Abstract

Study of radio supernovae over the past 27 years includes more than three dozen detected objects and more than 150 upper limits. From this work it is possible to identify classes of radio properties, demonstrate conformance to and deviations from existing models, estimate the density and structure of the circumstellar material and, by inference, the evolution of the presupernova stellar wind, and reveal the last stages of stellar evolution before explosion. It is also possible to detect ionized hydrogen along the line of sight, to demonstrate binary properties of the presupernova stellar system, and to detect clumpiness of the circumstellar material.Along with reviewing these general properties of the radio emission from supernovae, we present our extensive observations of the radio emission from supernova (SN) 1993J in M 81 (NGC 3031) made with the Very Large Array and other radio telescopes.
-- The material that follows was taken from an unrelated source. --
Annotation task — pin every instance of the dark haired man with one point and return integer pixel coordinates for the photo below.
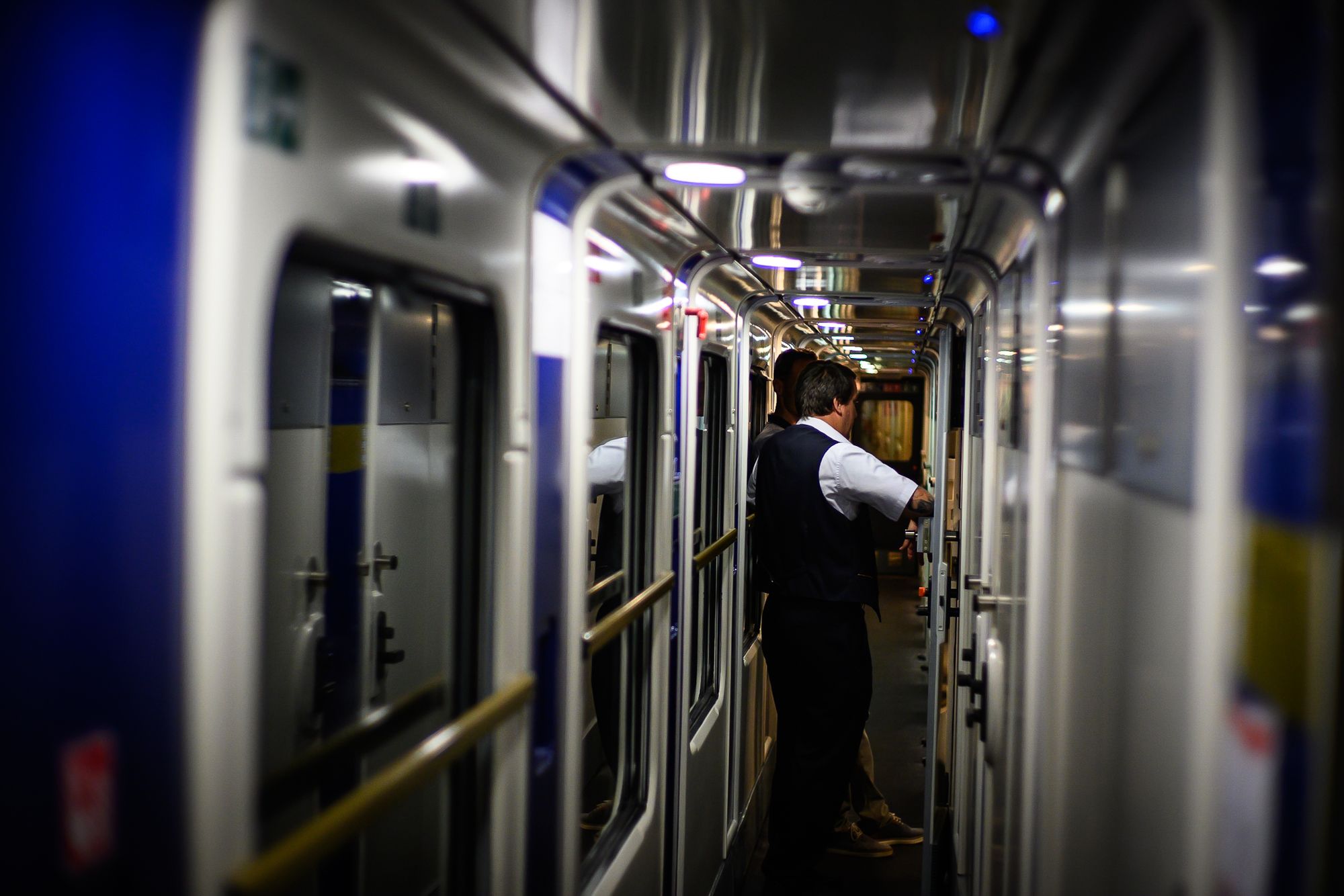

The SN 1993J radio emission evolves regularly in both time and frequency, and the usual interpretation in terms of shock interaction with a circumstellar medium (CSM) formed by a pre‐supernova stellar wind describes the observations rather well considering the complexity of the phenomenon. However: 1) The highest frequency measurements at 85 – 110 GHz at early times (< 40 days) are not well fitted by the parameterization which describes the cm wavelength measurements rather well. 2) At mid‐cm wavelengths there is often deviation from the fitted radio light curves, particularly near the peak flux density, and considerable shorter term deviations in the declining portion when the emission has become optically thin. 3) At a time ∼ 3100 days after shock breakout, the decline rate of the radio emission steepens from (t+β)β ∼ −0.7 to β ∼ −2.7 without change in the spectral index (v+α; α ∼ −0.81). However, this decline is best described not as a power‐law, but as an exponential decay starting at day ∼ 3100 with an e‐folding time of ∼ 1100 days. 4) The best overall fit to all of the data is a model including both non‐thermal synchrotron self‐absorption (SSA) and a thermal free‐free absorbing (FFA) components at early times, evolving to a constant spectral index, optically thin decline rate, until a break in that decline rate at day ∼ 3100, as mentioned above. Moreover, neither a purely SSA nor a purely FFA absorbing model can provide a fit that simultaneously reproduces the light curves, the spectral index evolution, and the brightness temperature evolution.